Fringe group would sink Colorado’s GOP | WADHAMS

Just when it appeared Colorado Republicans could not go any lower after another round of devastating defeats in 2022, an understandably frustrated but terribly misguided group of activists could make the party permanently irrelevant.
Driven by the deep antipathy unaffiliated voters have for Donald Trump, Republicans lost every statewide race for governor, U.S. senator, attorney general, secretary of state and state treasurer along with the newly created 8th Congressional District. Democrats now have massive state legislative majorities with a 22-13 State Senate and a 46-19 House of Representatives.
A group calling itself the “Save Colorado Project” is demanding that current Colorado Republican Chairwoman Kristi Burton Brown be removed for “treachery” and that the party purify itself by eliminating “RINOs” (Republicans In Name Only) who have allegedly collaborated with Democrats.
They are seeking to take control of the Colorado Republican State Committee which will meet in March to elect new state party officers. They want to eliminate the Republican primary election in 2024 and confine Republican nominations to being decided by just a few thousand activists who participate in the caucus-assembly process.
This would eliminate more than 900,000 registered Republicans who do not go to caucuses from having any role in their party’s nomination process since there would be no primary election.
More than 1.6 million unaffiliated voters, who determine the outcomes of general elections, would be denied the ability to choose to vote in the Republican primary while still being able to vote in the Democratic primary.
It is no mystery what kind of message that sends to unaffiliated voters: we don’t want your votes even though Republicans are only 26% of the electorate.
The “Save Colorado Project” correctly points out that total Democratic control of state government has dramatically increased crime, drug abuse and homelessness and spurred a precipitous decline in the state’s quality of life. But they seem intent on making sure that this insidious Democratic control is permanently enshrined by making the Colorado Republican Party as narrow and irrelevant as possible.
Notably absent from their list of grievances is the albatross which has undeniably defined Colorado Republicans for three consecutive election cycles: Defeated former president Trump who continues to falsely claim the 2020 election cycle was stolen from him and who now has dinner with extremists who advocate white supremacy and anti-Semitism.

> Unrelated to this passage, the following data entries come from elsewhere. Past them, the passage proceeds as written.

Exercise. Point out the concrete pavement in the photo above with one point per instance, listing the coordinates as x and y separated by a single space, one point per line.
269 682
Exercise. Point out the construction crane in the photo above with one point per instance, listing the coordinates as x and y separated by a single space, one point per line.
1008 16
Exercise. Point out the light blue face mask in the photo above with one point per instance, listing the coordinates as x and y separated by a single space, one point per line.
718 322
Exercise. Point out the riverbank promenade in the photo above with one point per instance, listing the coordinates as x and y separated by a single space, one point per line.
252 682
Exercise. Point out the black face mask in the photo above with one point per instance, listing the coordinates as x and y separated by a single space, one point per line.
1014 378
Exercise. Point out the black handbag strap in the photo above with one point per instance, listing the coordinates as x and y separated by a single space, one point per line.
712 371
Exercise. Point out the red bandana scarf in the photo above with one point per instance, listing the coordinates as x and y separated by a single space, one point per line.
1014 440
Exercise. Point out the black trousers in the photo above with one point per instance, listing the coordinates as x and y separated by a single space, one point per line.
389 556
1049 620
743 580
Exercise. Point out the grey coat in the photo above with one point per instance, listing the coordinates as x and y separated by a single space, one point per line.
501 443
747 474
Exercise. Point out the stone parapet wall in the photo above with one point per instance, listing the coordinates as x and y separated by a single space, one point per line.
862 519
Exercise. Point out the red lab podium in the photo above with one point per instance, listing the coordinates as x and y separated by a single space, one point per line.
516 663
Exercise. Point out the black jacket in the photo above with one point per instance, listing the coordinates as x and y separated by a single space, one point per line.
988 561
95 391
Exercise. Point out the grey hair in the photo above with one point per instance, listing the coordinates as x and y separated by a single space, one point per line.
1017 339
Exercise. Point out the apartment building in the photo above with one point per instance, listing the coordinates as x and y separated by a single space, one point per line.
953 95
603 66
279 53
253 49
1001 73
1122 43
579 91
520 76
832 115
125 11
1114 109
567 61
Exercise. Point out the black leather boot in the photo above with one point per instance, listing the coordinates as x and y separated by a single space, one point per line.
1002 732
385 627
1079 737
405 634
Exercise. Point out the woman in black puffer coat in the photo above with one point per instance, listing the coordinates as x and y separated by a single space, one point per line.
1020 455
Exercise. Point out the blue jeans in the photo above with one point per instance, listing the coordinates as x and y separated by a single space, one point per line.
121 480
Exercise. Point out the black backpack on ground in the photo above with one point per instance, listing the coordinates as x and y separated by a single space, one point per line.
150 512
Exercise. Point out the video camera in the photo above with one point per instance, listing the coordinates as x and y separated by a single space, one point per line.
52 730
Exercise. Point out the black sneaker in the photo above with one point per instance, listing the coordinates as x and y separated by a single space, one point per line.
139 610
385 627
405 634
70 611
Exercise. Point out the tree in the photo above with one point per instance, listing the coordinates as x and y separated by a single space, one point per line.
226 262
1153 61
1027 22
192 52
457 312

The pathetic saga of criminally indicted Mesa County Clerk Tina Peters has amplified Trump’s stolen-election conspiracies in Colorado and further tainted Colorado Republicans. Two of her co-conspirators in her scheme to illegally tamper with election equipment have now cut plea deals in exchange for testifying against Peters in her upcoming criminal trial in March.
Under the heading of “you can’t make this stuff up,” Peters says she is considering running for Republican state chair. Ironically, her criminal trial is set for March around the same time a new chair will be elected. Now this could be a historical first! A new state chair is elected in absentia due to being in a courtroom on criminal charges, or maybe even in jail at that point.
The “Save Colorado Project” seems blindly unaware how much the Colorado electorate has changed in the past 10 years, during which 800,000 people moved to the state. After decades of being a purple state whose voters were one-third Democratic, one-third Republican, and one-third unaffiliated, Colorado is now roughly 46% unaffiliated, 28% Democratic, and only 25% Republican.
A large majority of those unaffiliated voters despise Trump and voted against Republicans in the past three elections. Trump lost Colorado by 14 points to Joe Biden in 2020 and Republican statewide candidates lost by similar margins in 2022.
During their recent 90-minute “press conference” to announce their agenda, “RINOs” were called “whores, traitors, liars and ass wipes.” Even beyond calling for her defeat, GOP Chairwoman Kristi Burton Brown was maliciously and personally attacked. Of course, all of this character assassination was done in the interest of party purity and unity.
Colorado Republicans have a long road back to start winning elections again once Trump no longer defines the party, but this crowd would ensure it will never happen.
Dick Wadhams is a former Colorado Republican state chairman who worked for the late Republican U.S. Sen. Bill Armstrong for nine years before managing campaigns for Republican U.S. Sens. Hank Brown and Wayne Allard, and Republican Gov. Bill Owens.